Closed rsdy closed 4 years ago

rsdy commented 4 years ago

I'm playing around with radiate, and I'm a bit confused as to what the population config means. E.g. how does distance impact my performance? Where is it used? What does species_target mean during an optimization?

Thanks for the library, it was really easy to get started and get some results!

pkalivas commented 4 years ago

Hey, I should probably add more docs around those - there's a lot of little knobs you can turn.

The goal of the Config struct is essentially to control genetic diversity within the population. It will control how Niches are created and how broad their scope is. This allows the engine to evolve different types of solutions to the same problem in order to find the optimal solution. This article gives a much more in-depth explication of why this is necessary for genetic algorithms and some other solutions, if you are curious.

Each generation each genome is analyzed according to their genetic make-up, think people. That genetic make-up is given a score which is then used to figure out how similar those genomes are. This is how the Niches are created. Each Niche is a collection similarly structured genomes which evolve together. In order to do this there needs to be some sort of cut-off criteria where we say "these two genomes are too different to be considered part of the same Niche" - this is the distance parameter.

So back to the people analogy, say we are scoring people off hair color. If we have three people, one blonde hair with a score of 0, one black hair with a score of 5, and one brown with a score of 3. How do we decide where that brown hair person belongs? Their hair isn't exactly black, but it isn't blonde. If we set the distance to 1, well then they would become a brand new Niche of people with brown hair because abs(0 - 3) = 3 which is greater than the distance, similarly the abs(5 - 3) = 2 which is also greater than the defined distance. But if we set the distance to 3, then the brown hair person would fall within the black hair Niche because the abs(5 -3) = 2 which is less than the distance, thus they would fall within the black hair Niche (bucket).

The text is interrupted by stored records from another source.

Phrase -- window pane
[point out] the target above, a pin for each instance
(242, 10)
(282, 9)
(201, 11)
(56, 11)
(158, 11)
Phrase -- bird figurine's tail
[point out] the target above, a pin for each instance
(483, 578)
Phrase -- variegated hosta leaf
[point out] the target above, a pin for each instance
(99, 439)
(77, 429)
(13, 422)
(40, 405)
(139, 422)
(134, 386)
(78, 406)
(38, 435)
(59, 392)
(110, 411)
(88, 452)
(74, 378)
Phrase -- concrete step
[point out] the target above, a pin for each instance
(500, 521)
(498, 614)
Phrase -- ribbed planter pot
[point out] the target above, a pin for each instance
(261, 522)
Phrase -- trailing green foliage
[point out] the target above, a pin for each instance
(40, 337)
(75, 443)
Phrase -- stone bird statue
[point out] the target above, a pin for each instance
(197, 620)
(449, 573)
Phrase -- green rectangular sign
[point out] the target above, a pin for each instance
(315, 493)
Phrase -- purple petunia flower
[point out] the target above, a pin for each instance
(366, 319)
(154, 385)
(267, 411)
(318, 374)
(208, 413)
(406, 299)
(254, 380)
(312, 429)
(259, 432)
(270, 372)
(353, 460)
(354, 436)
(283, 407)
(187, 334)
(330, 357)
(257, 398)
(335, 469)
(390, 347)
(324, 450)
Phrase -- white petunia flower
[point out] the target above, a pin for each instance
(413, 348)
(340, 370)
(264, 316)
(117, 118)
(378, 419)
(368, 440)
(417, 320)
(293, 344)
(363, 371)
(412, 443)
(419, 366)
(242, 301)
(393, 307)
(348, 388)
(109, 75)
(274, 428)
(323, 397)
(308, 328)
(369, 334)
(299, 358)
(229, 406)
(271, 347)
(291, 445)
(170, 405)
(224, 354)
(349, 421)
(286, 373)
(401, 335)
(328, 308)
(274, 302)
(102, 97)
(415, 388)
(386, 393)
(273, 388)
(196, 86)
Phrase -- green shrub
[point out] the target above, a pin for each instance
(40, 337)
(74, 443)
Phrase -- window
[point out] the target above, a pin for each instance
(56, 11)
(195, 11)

Often times very complex structures are being evolved through these algorithms (Neat for instance) and the number of Niches can explode or become stuck at 1 or 2. This is where the target_species and dynamic_distance come into play. To keep the number of Niches in check, we define a target species, say 5. This would mean we want there to be around 5 Niches. So if all of a sudden we have a genetic explosion where 100 Niches are created, the dynamic distance will tell the population "that's way too many, lets expand the distance so we have less Niches". If there are too many Niches, a solution will be hard to find because each Niche isn't permitted to evolve its structure to its optimal point. Similarly, if there are too few then we have a high risk of not finding an optimal solution because favorable mutations will be lost before they are allowed to optimize.

Hopefully that helps, let me know if you have any other questions or I'm not being clear enough. Glad you're finding success!